As is apparent from the above embodiments, according to the present invention, the surface of the cylindrical can is covered with an insulator, and when the metal thin film is formed on the supporting substrate, the surface of the cylindrical can is irradiated with charged particles. Therefore, the thin film can be formed without causing thermal damage to the supporting substrate.

[Brief description of drawings]

FIG. 1 is a partial cross-sectional front view of an apparatus for carrying out a thin film manufacturing method according to an embodiment of the present invention.

FIG. 2 is a partial cross-sectional front view of an apparatus used in a conventional thin film manufacturing method.

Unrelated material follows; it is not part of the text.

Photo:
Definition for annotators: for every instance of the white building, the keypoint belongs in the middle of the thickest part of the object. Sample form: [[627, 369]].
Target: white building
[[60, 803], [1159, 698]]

FIG. 3 is a partial sectional front view of the other device.

[Explanation of symbols]

 1 Support Substrate 3 Cylindrical Can 10 Vacuum Chamber 13 Insulator 15 Electron Beam (Charged Particle)

Claims (3)

[Claims] 1. A method for producing a thin film, which comprises forming a metal thin film directly on the supporting base or through an underlayer while running a long supporting base along a cylindrical can in vacuum.
A method for producing a thin film, characterized in that the surface of the cylindrical can is covered with an insulator, and the surface of the cylindrical can is irradiated with charged particles prior to the formation of the metal thin film. 2. The method for producing a thin film according to claim 1, wherein the thickness of the insulator covering the surface of the cylindrical can is equal to or more than the thickness of the supporting substrate. 3. The method for producing a thin film according to claim 1, wherein a metal thin film layer is previously formed as a base layer on the supporting substrate.